Change-Id: Ifc558be49d71462e96b4e6ce8ee41a1d0f3c7b29
Signed-off-by: Sridevi Ramesh <sridevra@in.ibm.com>
diff --git a/lib/ras/host_utils.robot b/lib/ras/host_utils.robot
index bf989dd..150debe 100755
--- a/lib/ras/host_utils.robot
+++ b/lib/ras/host_utils.robot
@@ -2,6 +2,7 @@
Documentation Utility for error injection scenarios through HOST & BMC.
Resource ../../lib/rest_client.robot
Resource ../../lib/utils.robot
+Resource ../../lib/common_utils.robot
Variables ../../lib/ras/variables.py
Library ../../lib/bmc_ssh_utils.py
Library ../../lib/gen_print.py
@@ -100,11 +101,11 @@
Inject Error Through HOST
[Documentation] Inject checkstop on multiple targets like
- ... CPU/CME/OCC/NPU/CAPP/MCA etc through HOST.
+ ... CPU/CME/OCC/NPU/CAPP/MCA etc. through HOST.
... Test sequence:
- ... 1. Boot To HOST
- ... 2. Clear any existing gard records
- ... 3. Inject Error on processor/centaur
+ ... 1. Boot To HOST.
+ ... 2. Clear any existing gard records.
+ ... 3. Inject Error on processor.
[Arguments] ${fir} ${chip_address} ${threshold_limit}
... ${master_proc_chip}=True
# Description of argument(s):
@@ -185,11 +186,11 @@
Inject Error Through BMC
[Documentation] Inject checkstop on multiple targets like
- ... CPU/CME/OCC/NPU/CAPP/MCA etc through BMC.
+ ... CPU/CME/OCC/NPU/CAPP/MCA etc. through BMC.
... Test sequence:
... 1. Boot To HOST.
... 2. Clear any existing gard records.
- ... 3. Inject Error on processor/centaur.
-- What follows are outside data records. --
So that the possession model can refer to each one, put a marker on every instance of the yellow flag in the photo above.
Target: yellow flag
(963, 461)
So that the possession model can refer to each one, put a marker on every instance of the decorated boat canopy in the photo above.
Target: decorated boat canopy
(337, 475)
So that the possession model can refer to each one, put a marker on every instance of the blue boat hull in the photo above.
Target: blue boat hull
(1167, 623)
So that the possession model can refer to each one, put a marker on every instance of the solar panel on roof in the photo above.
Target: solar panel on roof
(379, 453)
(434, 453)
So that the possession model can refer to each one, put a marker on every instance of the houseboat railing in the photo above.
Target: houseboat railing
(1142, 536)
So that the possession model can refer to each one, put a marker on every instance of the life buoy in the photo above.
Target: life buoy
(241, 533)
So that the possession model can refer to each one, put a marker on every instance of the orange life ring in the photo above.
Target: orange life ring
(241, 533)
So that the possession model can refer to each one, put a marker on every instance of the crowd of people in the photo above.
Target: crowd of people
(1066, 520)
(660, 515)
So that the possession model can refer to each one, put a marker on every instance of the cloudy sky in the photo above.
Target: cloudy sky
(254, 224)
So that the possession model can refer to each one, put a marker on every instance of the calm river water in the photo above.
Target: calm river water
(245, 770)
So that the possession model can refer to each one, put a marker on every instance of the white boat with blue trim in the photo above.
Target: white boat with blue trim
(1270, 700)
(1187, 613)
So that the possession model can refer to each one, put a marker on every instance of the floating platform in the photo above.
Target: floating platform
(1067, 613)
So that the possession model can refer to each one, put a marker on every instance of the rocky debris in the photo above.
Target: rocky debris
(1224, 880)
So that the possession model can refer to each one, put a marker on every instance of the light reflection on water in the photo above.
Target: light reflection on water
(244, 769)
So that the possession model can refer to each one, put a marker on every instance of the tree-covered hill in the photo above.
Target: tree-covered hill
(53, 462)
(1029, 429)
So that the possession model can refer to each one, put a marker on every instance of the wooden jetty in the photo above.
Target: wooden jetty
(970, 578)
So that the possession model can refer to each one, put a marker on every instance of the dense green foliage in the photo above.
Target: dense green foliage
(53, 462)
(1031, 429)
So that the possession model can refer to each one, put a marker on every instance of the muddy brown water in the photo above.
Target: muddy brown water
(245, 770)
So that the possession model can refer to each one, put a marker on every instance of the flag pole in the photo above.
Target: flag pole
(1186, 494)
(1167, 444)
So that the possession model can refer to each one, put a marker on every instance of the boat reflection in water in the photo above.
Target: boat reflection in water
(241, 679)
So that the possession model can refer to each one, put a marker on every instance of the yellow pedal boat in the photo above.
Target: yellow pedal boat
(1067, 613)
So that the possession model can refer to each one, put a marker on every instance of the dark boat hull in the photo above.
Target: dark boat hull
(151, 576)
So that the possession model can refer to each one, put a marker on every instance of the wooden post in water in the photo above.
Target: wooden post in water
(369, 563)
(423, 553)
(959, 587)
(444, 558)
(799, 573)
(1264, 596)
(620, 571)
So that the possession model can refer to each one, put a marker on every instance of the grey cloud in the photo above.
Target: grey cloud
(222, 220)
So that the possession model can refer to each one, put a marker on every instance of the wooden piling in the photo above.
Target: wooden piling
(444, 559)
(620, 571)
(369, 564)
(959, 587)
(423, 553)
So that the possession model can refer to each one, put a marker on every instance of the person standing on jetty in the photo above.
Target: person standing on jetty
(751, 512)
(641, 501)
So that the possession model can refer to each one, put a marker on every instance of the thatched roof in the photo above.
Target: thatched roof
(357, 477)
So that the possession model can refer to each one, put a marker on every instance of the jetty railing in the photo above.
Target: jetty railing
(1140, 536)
+ ... 3. Inject Error on processor.
[Arguments] ${fir} ${chip_address} ${threshold_limit}
... ${master_proc_chip}=True
# Description of argument(s):
@@ -211,3 +212,39 @@
\ Sleep 10s
# Adding delay to get error log after error injection.
Sleep 120s
+
+
+Inject Error Through BMC At HOST Boot
+ [Documentation] Inject error on multiple targets like
+ ... CPU/CME/OCC/NPU/CAPP/MCA etc. through BMC at HOST Boot.
+ ... Test sequence:
+ ... 1. Boot To HOST.
+ ... 2. Clear any existing gard records.
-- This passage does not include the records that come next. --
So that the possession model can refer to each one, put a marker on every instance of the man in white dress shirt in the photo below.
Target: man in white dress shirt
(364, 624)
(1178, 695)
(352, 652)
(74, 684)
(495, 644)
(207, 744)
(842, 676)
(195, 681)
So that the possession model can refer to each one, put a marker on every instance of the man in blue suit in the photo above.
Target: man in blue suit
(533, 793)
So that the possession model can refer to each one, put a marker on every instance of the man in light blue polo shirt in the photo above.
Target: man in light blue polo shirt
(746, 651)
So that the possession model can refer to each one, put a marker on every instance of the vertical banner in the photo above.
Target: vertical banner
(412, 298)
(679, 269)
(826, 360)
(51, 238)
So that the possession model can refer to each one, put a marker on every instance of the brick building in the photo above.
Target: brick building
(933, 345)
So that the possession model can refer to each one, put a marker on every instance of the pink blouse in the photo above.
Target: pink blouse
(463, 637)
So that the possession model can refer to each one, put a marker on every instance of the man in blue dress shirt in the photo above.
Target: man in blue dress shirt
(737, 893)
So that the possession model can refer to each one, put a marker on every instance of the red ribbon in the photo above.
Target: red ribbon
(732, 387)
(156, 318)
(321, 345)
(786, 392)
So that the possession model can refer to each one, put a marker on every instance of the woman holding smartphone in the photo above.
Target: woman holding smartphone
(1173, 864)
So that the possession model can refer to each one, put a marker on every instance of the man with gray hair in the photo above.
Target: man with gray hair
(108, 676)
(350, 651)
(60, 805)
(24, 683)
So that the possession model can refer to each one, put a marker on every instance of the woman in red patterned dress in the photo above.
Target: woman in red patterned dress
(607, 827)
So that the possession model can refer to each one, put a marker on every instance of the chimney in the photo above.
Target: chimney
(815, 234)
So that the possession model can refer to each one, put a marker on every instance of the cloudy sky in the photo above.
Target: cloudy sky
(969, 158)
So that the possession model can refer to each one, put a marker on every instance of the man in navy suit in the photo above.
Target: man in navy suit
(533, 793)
+ ... 3. Power off HOST and Boot.
+ ... 4. Inject Error on processor through BMC.
+ [Arguments] ${fir} ${chip_address}
+ # Description of argument(s):
+ # fir FIR (Fault isolation register) value (e.g. '2011400').
+ # chip_address Chip address (e.g. '2000000000000000').
+
+ Delete Error Logs
+
+ REST Power On stack_mode=skip
+ Set Auto Reboot 1
+
+ Gard Operations On OS clear all
+
+ REST Power Off
+ Initiate Host Boot wait=${0}
+
+ Start SOL Console Logging ${EXECDIR}/esol.log
+
+ Wait Until Keyword Succeeds 5 min 5 sec
+ ... Shell Cmd grep 'ISTEP *14' ${EXECDIR}/esol.log quiet=1
+ ... print_output=0 show_err=0 ignore_err=0
+
+ BMC Putscom 0 ${fir} ${chip_address}
+ # Adding delay to get error log after error injection.
+ Sleep 10s
+
+ Stop SOL Console Logging
diff --git a/openpower/ras/ras_utils.robot b/openpower/ras/ras_utils.robot
index 2170b0b..fa82d94 100755
--- a/openpower/ras/ras_utils.robot
+++ b/openpower/ras/ras_utils.robot
@@ -49,7 +49,7 @@
... BMC/HOST.
... Test sequence:
... 1. Inject recoverable error on a given target
- ... (e.g: Processor core, CAPP MCA) through BMC/HOST.
+ ... (e.g: Processor core, CAPP, MCA) through BMC/HOST.
... 2. Check If HOST is running.
... 3. Verify error log entry & signature description.
... 4. Verify & clear gard records.
@@ -82,7 +82,7 @@
... BMC/HOST.
... Test sequence:
... 1. Inject unrecoverable error on a given target
- ... (e.g: Processor core, CAPP MCA) through BMC/HOST.
+ ... (e.g: Processor core, CAPP, MCA) through BMC/HOST.
... 2. Check If HOST is rebooted.
... 3. Verify & clear gard records.
... 4. Verify error log entry & signature description.
@@ -189,3 +189,29 @@
REST Power On quiet=${1}
Delete Error Logs
Gard Operations On OS clear all
+
+
+Inject Error At HOST Boot Path
+
+ [Documentation] Inject and verify recoverable error on processor through
+ ... BMC using pdbg tool at HOST Boot path.
+ ... Test sequence:
+ ... 1. Inject error on a given target
+ ... (e.g: Processor core, CAPP, MCA) through BMC using
+ ... pdbg tool at HOST Boot path.
+ ... 2. Check If HOST is rebooted and running.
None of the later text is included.